(www.nixcomics.com) Issue 1 is a
very interesting package made more interesting by the mystery of why the
publisher would think this western comic deserved the multimedia deluxe
treatment. On the one hand, Nix has carved out a niche (a "nixche?")
doing rock n roll horror comics, two semi-marketable genres that they put
together as good as anyone -- the horse opera comix market has been cold since
the Eisenhower administration! Also, while Nix has had some very intriguing
visual craftsmen in their horror anthology, Bob Ray Starker does not come to
mind as the top of their heap. Not to say this looks bad. The linework is kind
of crude and unsophisticated, but it is energetic, and it references
scratchboard art in an intriguing way. The story doesn't share those
shortcomings, as it slyly takes cowboy cliches to a mundanely tragic conclusion
(particularly the one about the gunslinger keeping a promise to a loved one).

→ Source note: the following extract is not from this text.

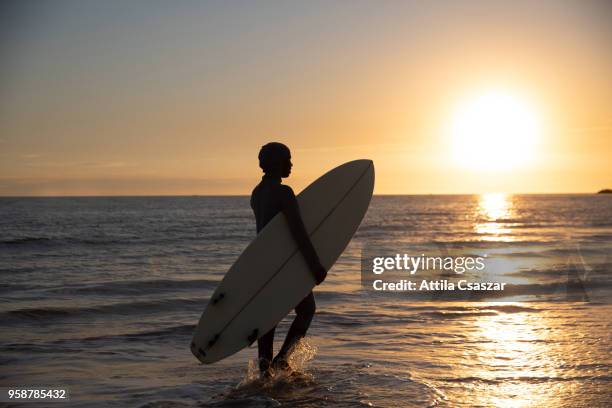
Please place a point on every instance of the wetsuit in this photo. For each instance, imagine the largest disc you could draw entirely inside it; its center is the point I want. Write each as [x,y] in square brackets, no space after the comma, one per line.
[268,199]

Making the package really special is a vinyl 45 soundtrack by Starker that
mixes spaghetti western and detective jazz (sadly no beeps telling you when to
turn the page). And taking it over the top is a gold sherrif badge 45 adaptor!
Issue two has less bells and whistles (or records and adaptors to be more
accurate) but is way better comic, a prequel that tells of the hard, morally
ambiguous, and genre cliché challenging lives of the two gunfighters from issue
1. The art is better, the stories are more dramatic, and there’s an infinite percent
more abortion references and f-words than in the entire run of Two-Gun Kid.